Diffusion-RWKV: Scaling RWKV-Like Architectures for Diffusion Models
This addresses efficiency issues in diffusion models for image generation, offering a scalable alternative to Transformers, though it is incremental as it adapts an existing NLP architecture.
The paper tackled the computational complexity of Transformers in high-resolution image generation by adapting RWKV architectures for diffusion models, achieving performance comparable to or better than existing models in FID and IS metrics while reducing FLOP usage.
Transformers have catalyzed advancements in computer vision and natural language processing (NLP) fields. However, substantial computational complexity poses limitations for their application in long-context tasks, such as high-resolution image generation. This paper introduces a series of architectures adapted from the RWKV model used in the NLP, with requisite modifications tailored for diffusion model applied to image generation tasks, referred to as Diffusion-RWKV. Similar to the diffusion with Transformers, our model is designed to efficiently handle patchnified inputs in a sequence with extra conditions, while also scaling up effectively, accommodating both large-scale parameters and extensive datasets.
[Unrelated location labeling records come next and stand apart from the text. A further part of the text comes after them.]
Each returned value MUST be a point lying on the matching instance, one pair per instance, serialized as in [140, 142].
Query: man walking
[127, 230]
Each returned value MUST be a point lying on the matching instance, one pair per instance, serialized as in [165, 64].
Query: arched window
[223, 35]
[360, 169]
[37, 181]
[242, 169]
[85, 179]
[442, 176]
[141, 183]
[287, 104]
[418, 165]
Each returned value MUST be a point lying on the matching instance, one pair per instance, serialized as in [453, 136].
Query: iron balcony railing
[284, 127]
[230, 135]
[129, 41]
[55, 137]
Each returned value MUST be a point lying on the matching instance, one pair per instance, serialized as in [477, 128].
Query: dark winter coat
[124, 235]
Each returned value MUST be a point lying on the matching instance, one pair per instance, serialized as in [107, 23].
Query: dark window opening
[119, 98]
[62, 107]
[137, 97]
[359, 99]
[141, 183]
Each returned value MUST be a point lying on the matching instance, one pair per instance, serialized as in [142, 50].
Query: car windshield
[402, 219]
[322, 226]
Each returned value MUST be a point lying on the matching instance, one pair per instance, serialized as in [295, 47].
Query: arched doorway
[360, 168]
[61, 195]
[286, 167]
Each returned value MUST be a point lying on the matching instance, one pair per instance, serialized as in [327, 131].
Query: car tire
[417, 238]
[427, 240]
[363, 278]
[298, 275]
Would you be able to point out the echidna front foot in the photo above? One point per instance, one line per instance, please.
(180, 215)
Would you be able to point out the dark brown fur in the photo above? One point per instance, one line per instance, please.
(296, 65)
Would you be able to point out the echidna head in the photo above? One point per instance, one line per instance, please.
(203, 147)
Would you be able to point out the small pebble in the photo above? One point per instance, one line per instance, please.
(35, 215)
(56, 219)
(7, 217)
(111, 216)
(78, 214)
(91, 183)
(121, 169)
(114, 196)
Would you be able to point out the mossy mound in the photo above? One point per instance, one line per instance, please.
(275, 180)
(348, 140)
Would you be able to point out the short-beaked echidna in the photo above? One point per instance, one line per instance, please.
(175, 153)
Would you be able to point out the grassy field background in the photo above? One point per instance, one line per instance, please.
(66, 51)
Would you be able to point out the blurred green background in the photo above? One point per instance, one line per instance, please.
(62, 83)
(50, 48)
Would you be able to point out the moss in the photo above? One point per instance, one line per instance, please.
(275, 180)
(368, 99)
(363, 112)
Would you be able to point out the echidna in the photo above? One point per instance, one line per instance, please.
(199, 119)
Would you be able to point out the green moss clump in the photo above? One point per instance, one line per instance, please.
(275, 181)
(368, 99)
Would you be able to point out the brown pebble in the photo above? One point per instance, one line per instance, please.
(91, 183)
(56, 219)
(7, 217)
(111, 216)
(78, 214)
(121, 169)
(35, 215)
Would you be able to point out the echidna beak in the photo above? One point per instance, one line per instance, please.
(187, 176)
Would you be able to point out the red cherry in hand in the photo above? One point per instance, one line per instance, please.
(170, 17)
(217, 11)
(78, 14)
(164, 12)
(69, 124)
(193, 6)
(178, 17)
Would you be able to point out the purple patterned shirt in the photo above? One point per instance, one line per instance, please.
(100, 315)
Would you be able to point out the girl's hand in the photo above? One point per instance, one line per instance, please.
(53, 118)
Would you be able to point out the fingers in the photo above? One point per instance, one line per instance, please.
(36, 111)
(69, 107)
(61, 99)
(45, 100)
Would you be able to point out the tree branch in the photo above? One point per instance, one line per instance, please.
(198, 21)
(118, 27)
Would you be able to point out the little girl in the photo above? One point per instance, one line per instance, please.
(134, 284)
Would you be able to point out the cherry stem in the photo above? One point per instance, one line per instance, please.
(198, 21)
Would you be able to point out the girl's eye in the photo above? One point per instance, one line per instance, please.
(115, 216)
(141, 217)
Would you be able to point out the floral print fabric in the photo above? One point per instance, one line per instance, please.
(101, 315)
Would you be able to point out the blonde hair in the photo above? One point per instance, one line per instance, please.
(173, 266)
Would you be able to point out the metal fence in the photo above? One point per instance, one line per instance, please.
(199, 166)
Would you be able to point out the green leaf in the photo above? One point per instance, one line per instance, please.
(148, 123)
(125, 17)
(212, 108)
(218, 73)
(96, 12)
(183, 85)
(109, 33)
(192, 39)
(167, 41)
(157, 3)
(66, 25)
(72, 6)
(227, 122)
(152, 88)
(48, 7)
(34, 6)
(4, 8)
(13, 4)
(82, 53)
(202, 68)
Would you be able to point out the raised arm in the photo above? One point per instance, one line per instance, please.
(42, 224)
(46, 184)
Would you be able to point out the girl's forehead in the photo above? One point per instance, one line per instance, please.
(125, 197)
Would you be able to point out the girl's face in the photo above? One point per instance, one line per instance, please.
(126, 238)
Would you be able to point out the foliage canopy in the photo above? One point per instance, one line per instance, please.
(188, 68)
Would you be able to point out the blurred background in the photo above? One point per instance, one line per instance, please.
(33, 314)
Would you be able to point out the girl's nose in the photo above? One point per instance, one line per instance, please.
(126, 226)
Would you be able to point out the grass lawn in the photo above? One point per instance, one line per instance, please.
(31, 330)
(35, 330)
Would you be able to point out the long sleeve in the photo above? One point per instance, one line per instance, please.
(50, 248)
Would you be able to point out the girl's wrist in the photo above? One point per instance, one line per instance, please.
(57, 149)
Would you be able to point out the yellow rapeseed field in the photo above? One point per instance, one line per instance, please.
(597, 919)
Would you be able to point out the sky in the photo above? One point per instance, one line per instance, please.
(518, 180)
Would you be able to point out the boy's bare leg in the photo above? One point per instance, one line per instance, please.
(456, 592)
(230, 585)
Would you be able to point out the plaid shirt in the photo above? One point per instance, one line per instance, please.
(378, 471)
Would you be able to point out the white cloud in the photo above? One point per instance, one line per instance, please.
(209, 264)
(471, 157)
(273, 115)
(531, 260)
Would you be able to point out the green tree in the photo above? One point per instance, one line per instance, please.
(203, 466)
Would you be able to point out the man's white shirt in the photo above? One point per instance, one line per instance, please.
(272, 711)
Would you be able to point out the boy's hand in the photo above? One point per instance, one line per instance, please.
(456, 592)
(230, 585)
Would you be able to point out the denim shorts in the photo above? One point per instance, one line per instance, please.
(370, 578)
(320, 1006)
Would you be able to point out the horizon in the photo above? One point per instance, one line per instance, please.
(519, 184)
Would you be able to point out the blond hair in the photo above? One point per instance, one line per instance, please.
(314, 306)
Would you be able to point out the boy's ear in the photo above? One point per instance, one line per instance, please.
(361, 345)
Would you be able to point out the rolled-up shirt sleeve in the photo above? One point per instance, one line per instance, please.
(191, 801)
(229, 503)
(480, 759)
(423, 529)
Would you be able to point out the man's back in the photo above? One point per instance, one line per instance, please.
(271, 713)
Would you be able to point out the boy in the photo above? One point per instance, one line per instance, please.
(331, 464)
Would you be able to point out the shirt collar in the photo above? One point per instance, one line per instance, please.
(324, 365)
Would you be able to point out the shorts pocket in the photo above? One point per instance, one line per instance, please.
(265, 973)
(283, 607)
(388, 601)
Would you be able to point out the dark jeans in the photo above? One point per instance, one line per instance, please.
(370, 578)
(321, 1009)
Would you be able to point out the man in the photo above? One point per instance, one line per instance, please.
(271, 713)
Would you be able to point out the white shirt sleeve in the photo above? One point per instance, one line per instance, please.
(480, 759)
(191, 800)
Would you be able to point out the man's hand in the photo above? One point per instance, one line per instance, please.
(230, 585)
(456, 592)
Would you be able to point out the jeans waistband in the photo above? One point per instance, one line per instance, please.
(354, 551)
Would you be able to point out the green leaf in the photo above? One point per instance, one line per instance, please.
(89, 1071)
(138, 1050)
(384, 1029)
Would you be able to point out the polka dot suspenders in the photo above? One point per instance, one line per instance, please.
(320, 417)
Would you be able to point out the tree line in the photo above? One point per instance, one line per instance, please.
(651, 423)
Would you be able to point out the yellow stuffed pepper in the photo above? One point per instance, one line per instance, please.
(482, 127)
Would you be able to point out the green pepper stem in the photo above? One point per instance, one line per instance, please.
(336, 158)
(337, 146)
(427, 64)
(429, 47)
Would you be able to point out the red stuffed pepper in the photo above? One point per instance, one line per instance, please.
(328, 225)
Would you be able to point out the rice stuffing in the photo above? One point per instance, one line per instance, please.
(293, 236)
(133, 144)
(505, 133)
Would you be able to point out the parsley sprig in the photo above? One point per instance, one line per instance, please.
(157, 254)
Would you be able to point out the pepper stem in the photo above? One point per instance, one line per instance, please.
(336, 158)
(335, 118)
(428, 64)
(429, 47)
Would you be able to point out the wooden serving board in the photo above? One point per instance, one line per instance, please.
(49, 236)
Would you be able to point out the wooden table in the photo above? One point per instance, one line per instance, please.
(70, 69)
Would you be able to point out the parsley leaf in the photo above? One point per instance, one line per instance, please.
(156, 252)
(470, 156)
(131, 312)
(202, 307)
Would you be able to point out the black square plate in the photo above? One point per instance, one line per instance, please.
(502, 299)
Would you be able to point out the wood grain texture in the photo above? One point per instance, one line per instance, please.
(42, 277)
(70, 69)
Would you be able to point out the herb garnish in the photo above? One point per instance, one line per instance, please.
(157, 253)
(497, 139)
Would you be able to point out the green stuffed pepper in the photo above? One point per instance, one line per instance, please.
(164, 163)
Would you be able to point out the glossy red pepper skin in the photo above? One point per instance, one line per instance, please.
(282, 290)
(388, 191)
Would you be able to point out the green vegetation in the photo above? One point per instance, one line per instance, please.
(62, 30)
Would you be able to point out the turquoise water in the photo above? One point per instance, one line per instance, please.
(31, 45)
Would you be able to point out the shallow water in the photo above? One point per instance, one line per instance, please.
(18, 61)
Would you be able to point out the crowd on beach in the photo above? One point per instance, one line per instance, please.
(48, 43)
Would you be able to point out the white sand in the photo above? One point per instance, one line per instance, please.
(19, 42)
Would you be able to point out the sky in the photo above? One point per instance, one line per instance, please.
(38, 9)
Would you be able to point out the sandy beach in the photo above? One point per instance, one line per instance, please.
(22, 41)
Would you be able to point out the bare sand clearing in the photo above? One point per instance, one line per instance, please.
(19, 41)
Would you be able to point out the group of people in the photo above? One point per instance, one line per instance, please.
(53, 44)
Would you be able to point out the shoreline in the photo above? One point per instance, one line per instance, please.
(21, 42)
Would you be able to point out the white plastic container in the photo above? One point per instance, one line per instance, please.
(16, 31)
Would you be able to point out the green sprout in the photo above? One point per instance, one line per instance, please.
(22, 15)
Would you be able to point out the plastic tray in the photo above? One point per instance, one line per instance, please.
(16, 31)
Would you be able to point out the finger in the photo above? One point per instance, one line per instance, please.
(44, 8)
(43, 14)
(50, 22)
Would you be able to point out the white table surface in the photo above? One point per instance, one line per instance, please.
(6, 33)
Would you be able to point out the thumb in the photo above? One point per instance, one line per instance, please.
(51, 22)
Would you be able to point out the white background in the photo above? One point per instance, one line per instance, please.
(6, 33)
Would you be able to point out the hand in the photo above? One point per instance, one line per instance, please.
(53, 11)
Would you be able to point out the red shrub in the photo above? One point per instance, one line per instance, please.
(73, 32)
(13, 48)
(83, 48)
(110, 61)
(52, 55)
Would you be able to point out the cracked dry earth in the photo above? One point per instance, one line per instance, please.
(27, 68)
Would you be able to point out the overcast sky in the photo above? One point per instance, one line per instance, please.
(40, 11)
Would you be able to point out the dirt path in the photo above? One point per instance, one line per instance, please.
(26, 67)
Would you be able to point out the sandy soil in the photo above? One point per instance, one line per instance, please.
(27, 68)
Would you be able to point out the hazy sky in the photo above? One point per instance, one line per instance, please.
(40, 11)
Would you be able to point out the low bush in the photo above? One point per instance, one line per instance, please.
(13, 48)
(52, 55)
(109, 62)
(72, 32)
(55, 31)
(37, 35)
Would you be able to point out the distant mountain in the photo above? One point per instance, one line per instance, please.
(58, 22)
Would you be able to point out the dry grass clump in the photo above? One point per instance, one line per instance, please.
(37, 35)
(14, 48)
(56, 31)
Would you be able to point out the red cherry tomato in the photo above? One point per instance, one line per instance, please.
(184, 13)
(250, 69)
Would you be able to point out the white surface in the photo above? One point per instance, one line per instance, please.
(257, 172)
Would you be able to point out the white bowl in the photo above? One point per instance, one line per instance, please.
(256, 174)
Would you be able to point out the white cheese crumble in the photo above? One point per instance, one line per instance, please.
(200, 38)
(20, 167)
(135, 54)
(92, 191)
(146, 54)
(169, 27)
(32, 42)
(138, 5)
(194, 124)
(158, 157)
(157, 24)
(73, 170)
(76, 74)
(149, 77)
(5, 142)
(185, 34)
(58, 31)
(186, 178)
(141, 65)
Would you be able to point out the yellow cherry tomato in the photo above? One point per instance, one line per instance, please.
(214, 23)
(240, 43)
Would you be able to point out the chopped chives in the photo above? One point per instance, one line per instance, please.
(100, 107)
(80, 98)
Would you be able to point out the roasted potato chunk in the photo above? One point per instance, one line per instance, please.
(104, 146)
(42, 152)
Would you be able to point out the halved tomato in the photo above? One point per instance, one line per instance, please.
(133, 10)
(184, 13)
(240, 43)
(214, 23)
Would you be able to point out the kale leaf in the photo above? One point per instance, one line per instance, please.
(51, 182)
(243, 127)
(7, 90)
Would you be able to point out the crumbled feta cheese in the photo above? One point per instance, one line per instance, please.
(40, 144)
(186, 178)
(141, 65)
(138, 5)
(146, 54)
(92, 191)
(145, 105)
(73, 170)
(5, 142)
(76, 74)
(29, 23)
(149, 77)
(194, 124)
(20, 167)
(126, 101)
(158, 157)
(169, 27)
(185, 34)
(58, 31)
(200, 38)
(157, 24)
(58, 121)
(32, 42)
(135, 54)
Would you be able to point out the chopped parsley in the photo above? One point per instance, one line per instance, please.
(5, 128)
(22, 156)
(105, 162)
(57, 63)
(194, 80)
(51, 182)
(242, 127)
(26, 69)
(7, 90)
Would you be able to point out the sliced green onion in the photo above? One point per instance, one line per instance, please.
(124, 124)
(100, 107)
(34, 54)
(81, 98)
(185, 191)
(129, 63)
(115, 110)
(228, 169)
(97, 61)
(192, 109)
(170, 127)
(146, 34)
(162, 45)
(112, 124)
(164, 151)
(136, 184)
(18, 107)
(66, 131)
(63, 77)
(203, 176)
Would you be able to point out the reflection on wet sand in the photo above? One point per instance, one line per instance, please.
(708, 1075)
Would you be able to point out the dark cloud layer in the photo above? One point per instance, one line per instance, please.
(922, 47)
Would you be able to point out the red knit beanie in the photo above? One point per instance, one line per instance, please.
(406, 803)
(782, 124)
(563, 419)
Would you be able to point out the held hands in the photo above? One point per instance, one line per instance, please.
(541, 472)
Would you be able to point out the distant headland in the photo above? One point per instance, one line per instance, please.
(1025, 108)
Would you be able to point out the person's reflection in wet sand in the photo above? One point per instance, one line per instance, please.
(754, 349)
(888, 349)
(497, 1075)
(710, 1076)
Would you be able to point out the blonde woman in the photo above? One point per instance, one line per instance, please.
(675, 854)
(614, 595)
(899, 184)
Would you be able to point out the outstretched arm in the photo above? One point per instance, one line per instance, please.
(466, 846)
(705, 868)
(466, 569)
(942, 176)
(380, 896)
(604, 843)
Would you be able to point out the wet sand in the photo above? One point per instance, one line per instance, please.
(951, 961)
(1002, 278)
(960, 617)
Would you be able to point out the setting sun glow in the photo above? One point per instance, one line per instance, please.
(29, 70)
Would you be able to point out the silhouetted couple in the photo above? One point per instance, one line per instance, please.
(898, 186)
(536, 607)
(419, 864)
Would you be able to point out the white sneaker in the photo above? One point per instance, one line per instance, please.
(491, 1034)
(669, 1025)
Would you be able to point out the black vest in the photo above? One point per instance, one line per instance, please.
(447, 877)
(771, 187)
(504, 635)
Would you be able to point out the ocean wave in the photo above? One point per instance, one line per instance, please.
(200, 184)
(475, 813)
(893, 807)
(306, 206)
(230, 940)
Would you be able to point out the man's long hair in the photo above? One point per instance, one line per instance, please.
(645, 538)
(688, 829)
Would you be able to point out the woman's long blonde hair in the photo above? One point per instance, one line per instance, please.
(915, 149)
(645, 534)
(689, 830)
Its distinctive advantage manifests in its reduced spatial aggregation complexity, rendering it exceptionally adept at processing high-resolution images, thereby eliminating the necessity for windowing or group cached operations. Experimental results on both condition and unconditional image generation tasks demonstrate that Diffison-RWKV achieves performance on par with or surpasses existing CNN or Transformer-based diffusion models in FID and IS metrics while significantly reducing total computation FLOP usage.